ちょうど12時になったらしくて、店長がそのまま休憩に入っていいと言うので、俺と芦屋はスタッフルームで休憩を取ることにした。
「一気に説明しちゃったけどわかんないとことかある?」
「大丈夫です。紘くんに教えてもらった事なら、僕すぐに暗記しちゃうから、もう全部覚えました」
「あ、ッそう、じゃあいいけど…」
またしても沈黙になり、ご飯を食べようとロッカーから弁当を出す。
芦屋はコンビニで買ったパンをロッカーから、2個、3個、4個、5個、6個と次々に取り出して、結局8個もパンを食べるみたいだ。
しかも全部甘そうなパンばかり……
「……お前それ……」
「ん?あ、紘くんも食べる?」
「いや、いらないけど……てかもしかしてバイト始めた理由ってコレのせい?」
「うん。

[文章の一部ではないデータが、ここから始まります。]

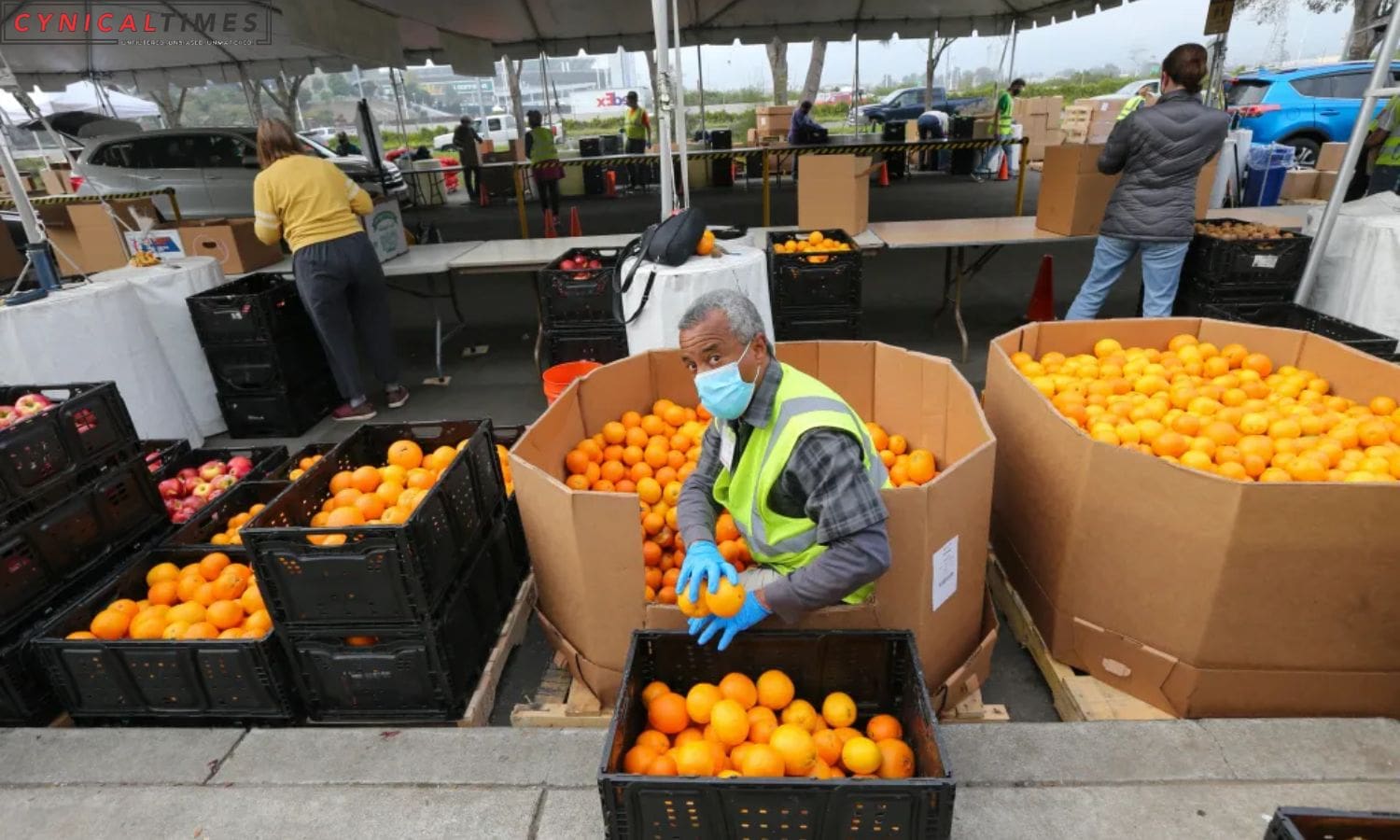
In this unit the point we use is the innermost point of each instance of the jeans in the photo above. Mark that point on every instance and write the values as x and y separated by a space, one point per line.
342 286
1161 273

なんか高校生になってからやたらお腹空いて、ご飯食べる量が増えて、お母さんの弁当だけじゃ足りなくて自分で買うようにしてたんだけど……」
「………」
道理でこんなバカでかくなる訳だ。
あんなチビだったのに、えらくでかくなったのはこれのせいか……
というか甘いもん食べ過ぎだろ、思春期なのに、こんな甘々ばっかだと、すぐに腹減るだろ。
俺が色々考えているのに、芦屋は空腹を満たす為に、ガツガツとパンを食べ、片手にはパックの牛乳。
なんかさっきまでの大人しい感じの芦屋よりも、まだまだ子どもみたいな一面があるのを知って、微かに笑ってしまう。
「ねえ、紘くん」
と、不意をついて名前を呼ばれた。
「ん?」と顔を上げると、パンを平らげ、満足したような表情の芦屋。
…あの量のパンもう食べたのかよ……
「紘くんのそのお弁当っておばさんのお手製?」
「あ、これは、俺が作った、けど」
「そうなの? 紘くん料理するんだ」
「俺今、1人暮しだから自然とするようになっただけだよ」
「そうなんだ、紘くん料理上手だね。
その卵焼きと、炊き込みご飯と、グラタン美味しそう」
「…良かったら食べる?」
料理が上手いと褒められた。
くすぐったい気分で、すごく心地良くて、褒められたおかずを箸で摘んで芦屋の口元に寄せる。
「ありがとう、いただきます」って律儀に答えた後、俺の料理を食べて、「っわ、これ美味しいね! 」とまた、子どもみたいな可愛い笑顔で言われた。
その表情にノックアウトされて、顔が熱くなり、照れながらも、「あ、りがとうッ…」とお礼を言った。
料理を褒められる事は無かったから、すごく嬉しかった、1人暮しを始めた時から頑張っててよかったと、1年越しに思ったのだった。